Y es que esa tarde de viernes, coca-cola y algún que otro tranquimazín, tanto Jacomar como Claudio eligieron el barrio equivocado para perpetrar el robo, pues se encontraron con la movilización del vecindario para detener a los asaltantes.

El primero en actuar fue Roque, que pasaba por allí y vio el empujón que uno de los acusados propinó a la víctima, por lo que cruzó su coche en la vía para impedir la huida en ciclomotor de los presuntos ladrones. Pudo retener al conductor, pero el otro saltó del scooter y escapó a pie por un solar. Fue entonces cuando entró en escena otro vecino, el yerno de la víctima, que no estaba de servicio pero es policía nacional. El agente se encargó de coordinar y movilizar a los residentes para dar con el fugado, que finalmente fue localizado por otro habitante de La Milagrosa.

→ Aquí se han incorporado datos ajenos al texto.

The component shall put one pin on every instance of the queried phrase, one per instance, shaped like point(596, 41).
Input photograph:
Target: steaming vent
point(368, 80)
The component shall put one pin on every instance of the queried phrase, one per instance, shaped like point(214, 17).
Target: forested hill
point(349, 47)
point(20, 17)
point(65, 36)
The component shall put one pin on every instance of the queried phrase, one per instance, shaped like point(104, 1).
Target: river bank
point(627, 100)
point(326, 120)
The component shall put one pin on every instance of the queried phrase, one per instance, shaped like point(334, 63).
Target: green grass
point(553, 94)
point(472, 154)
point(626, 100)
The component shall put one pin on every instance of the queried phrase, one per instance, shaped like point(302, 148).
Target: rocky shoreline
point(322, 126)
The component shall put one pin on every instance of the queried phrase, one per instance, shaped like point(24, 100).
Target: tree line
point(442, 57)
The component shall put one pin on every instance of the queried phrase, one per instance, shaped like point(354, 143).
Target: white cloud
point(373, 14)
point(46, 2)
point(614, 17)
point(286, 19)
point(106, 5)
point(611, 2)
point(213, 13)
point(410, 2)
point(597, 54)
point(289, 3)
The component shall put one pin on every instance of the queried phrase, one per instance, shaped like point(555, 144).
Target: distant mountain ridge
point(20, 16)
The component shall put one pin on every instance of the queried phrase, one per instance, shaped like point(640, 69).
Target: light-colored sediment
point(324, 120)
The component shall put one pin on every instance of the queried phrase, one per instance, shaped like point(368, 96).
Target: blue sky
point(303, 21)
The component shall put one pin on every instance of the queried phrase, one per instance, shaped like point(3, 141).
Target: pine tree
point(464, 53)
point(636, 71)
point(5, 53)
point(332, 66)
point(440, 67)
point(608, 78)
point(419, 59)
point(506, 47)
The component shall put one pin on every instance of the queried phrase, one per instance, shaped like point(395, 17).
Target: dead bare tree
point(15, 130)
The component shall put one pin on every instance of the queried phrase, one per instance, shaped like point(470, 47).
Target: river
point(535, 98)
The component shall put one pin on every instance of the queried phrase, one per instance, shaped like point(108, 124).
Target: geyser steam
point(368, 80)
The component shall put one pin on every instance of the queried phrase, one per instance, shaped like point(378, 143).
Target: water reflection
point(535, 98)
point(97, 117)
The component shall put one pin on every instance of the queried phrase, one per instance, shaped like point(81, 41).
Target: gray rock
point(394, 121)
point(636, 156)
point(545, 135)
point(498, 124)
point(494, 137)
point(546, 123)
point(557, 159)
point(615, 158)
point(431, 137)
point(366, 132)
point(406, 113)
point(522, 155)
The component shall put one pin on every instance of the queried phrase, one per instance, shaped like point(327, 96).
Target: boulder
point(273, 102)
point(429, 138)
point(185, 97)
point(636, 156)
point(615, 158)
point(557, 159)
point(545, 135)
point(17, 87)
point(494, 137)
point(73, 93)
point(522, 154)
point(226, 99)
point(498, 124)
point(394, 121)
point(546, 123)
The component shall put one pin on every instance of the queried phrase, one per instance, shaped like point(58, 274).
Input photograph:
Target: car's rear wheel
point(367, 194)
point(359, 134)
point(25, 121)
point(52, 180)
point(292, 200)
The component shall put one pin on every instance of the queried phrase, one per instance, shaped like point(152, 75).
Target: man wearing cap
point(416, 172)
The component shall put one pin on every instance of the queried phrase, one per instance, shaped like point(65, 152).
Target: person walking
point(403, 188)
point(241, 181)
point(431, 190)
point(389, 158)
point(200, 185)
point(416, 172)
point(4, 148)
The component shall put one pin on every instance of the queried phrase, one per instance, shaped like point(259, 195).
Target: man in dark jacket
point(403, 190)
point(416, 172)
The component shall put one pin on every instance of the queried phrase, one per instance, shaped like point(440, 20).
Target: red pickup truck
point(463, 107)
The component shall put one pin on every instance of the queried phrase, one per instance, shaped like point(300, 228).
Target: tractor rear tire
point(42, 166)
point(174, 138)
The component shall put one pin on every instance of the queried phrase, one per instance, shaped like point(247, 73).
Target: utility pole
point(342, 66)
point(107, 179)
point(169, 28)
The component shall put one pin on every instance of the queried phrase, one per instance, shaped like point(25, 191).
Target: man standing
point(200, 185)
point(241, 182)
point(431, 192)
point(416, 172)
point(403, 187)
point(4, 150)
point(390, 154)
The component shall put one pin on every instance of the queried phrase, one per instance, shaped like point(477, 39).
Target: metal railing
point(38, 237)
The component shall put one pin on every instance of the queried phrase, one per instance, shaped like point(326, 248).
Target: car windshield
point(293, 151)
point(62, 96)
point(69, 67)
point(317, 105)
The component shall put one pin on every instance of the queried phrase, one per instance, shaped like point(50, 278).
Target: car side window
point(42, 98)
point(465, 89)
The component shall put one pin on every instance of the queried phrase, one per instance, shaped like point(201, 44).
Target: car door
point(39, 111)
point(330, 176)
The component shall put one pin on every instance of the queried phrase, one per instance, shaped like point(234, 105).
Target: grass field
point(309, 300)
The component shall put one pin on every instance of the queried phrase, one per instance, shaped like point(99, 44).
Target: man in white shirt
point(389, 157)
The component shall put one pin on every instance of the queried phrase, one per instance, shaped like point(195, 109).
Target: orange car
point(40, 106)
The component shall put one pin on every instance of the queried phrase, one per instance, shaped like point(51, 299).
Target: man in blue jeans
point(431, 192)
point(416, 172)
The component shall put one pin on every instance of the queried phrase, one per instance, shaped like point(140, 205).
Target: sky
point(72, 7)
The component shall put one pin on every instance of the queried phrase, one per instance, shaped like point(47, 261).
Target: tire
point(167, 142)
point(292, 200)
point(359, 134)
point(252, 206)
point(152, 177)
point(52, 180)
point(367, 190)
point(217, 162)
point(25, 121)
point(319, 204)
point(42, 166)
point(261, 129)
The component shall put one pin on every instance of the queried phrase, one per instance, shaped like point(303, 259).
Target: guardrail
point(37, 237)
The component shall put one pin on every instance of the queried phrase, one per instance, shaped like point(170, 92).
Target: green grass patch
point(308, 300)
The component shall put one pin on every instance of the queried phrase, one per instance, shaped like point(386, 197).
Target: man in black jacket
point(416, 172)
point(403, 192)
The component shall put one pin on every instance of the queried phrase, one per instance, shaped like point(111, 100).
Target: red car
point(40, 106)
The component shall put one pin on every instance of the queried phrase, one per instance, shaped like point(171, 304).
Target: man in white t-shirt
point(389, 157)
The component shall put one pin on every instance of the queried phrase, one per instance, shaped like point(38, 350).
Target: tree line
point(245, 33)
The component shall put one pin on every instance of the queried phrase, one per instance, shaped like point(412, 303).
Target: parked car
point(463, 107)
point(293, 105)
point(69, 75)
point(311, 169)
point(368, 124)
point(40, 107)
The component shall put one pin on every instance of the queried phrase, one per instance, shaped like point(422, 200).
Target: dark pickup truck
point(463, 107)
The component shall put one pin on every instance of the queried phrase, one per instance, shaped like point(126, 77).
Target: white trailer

De esta manera, según testificaron ayer ante la juez, los vecinos lograron arrestar a los imputados tras frustrar el robo. Uno de ellos, Jacomar, el mayor, declaró que no se acordaba de nada porque esa tarde se había comido 23 tranquimazines. El otro, Claudio, sí tenía la memoria más fresca. "Íbamos en la moto, paré y le dije a Jacomar que se bajara para que le quitara la cadena. No tocamos a la señora", aseguró el acusado. El joven, que acaba de salir del centro de menores, negó el uso de la fuerza para tratar de librarse de una condena mayor por la aplicación de esa agravante. Esa tarde había quedado en Las Terrazas con su compinche para tomar una coca-cola e intercambiar tranquimazines.

La víctima, Inmaculada, que acababa de salir de misa y hablaba con otra señora cuando fue atracada, sí se acordaba "perfectamente" de lo ocurrido.

"El mayor me pegó una trompada en el oído y una patada. Luego me dio un empujón y me quitó la cadena que llevaba con la placa de mi marido", testificó la perjudicada. "Iban tapados con cascos y pasamontañas. Gracias a que mis vecinos me ayudaron", añadió.

Pena máxima

Tras la testifical de la afectada y del resto de vecinos, la fiscal, Beatriz Sánchez, solicitó a la juez cinco años de cárcel para cada uno de los acusados, que se corresponde con la pena máxima prevista para los delitos de robo con violencia o intimidación. "No se puede aplicar ninguna atenuante porque han empleado la fuerza para asaltar a una persona mayor, frágil y vulnerable", explicó. El ministerio público tampoco considera que los imputados actuaran afectados por el consumo de pastillas, pues no existe ninguna prueba objetiva que así lo acredite.

Sin embargo, el abogado de Claudio solicitó la absolución para su defendido, al considerar que "no puede recibir el mismo castigo porque no se bajó de la moto, no le pegó a la víctima y no dio ningún tirón", según expuso en su informe final. El otro letrado pidió para Jacomar una pena inferior a los dos años, entre otros motivos porque las heridas causadas son de menor gravedad y tampoco procede aplicar la agravante de uso de disfraz.